The Splendid and the Vile by Erik Larson: From May 1940 through May 1941 Germany rained on Britain bombs obliterating parts of London and other cities. Using diaries, letters, and other documents, Larson puts together a compelling chronicle of that year. The book moves from Mary Churchill’s romantic crushes and teenage preoccupations to her father’s desperate (and sometimes ill-conceived) plans to deliver devastating blows to Germany. Larson chooses scenes that show the prime minister struggling to shake up the status quo and put Britain on a war footing. He contrasts moments of intense suffering with those of silly pleasure. In the process he shows how Churchill—by force of will, manipulation, and doggedness—convinced friends and countrymen to fight. The audiobook is excellent.

Talking to Strangers by Malcolm Gladwell: Gladwell begins with the death of Sandra Bland, a young woman whose failure to use a turn indicator landed her in a Texas jail, where she died by suicide.

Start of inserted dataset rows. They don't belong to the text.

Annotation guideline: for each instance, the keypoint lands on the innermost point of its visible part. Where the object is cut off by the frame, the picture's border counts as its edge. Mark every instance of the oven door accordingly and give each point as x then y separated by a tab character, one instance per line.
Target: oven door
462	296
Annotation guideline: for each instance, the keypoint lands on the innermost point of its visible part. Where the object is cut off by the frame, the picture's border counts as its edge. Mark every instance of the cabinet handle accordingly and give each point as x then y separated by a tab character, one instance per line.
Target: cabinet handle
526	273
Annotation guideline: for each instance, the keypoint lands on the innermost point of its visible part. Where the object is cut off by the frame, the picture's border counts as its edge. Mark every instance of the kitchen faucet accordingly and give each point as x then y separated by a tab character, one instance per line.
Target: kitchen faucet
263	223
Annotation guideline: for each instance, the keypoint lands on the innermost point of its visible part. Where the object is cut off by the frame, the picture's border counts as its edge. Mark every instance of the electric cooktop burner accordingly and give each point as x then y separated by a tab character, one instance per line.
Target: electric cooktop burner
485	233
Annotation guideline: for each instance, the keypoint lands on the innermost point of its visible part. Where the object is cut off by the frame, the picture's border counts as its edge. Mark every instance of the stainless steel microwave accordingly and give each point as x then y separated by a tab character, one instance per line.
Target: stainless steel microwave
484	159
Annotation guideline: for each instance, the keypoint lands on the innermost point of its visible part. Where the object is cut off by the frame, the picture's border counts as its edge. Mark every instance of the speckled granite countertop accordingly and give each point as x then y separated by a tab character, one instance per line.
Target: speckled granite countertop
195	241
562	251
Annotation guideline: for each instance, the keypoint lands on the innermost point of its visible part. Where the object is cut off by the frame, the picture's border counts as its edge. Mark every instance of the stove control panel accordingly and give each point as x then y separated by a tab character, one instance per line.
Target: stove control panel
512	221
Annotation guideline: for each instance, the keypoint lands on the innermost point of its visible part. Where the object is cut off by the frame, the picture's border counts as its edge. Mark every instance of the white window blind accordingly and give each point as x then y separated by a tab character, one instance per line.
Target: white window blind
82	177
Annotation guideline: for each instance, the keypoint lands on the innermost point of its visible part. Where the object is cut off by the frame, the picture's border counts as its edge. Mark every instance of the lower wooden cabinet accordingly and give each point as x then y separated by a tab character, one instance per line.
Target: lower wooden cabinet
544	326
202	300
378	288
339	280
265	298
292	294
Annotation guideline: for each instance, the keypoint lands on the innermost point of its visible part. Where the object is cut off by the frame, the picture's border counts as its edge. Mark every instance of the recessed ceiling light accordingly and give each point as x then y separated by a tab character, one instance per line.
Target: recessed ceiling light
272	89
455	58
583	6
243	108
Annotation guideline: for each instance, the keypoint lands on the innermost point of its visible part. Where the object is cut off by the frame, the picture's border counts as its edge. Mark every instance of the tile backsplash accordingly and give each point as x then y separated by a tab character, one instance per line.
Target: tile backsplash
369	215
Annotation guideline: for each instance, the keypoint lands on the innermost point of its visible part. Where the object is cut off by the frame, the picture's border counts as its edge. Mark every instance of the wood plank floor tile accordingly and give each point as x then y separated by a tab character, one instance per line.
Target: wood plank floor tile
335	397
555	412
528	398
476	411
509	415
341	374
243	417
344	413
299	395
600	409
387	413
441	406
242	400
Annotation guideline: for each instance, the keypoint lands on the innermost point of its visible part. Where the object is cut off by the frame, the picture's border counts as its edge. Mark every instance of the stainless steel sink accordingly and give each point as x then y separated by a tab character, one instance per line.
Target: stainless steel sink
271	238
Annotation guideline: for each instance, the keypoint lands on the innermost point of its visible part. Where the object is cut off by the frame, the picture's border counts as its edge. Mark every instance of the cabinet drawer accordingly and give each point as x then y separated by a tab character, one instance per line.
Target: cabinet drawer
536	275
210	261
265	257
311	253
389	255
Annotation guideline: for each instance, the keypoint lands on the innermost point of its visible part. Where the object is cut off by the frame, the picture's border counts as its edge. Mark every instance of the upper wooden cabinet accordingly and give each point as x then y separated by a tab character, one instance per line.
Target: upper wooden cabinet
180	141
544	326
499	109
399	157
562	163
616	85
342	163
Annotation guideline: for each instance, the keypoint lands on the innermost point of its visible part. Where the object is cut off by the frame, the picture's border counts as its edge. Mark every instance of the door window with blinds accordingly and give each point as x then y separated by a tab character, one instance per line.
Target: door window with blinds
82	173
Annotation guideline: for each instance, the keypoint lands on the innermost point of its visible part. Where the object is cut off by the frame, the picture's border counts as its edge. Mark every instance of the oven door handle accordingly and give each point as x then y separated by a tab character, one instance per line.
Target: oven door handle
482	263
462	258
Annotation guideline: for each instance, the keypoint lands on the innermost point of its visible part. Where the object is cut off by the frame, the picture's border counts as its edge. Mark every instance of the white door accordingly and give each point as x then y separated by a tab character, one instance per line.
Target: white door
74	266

How did this episode go so wrong? Gladwell is a gifted storyteller and approaches his subject sideways. He tells stories about Cuban spies, Neville Chamberlain and Hitler, American student Amanda Knox, and pyramid-scheme swindler Bernie Madoff. Those wanting to know how better to talk to strangers may be disappointed because Gladwell doesn’t offer a simple answer. Instead he shows how our snap judgments about others are likely to be wrong. Caution: The expanded audiobook has some strong expletives.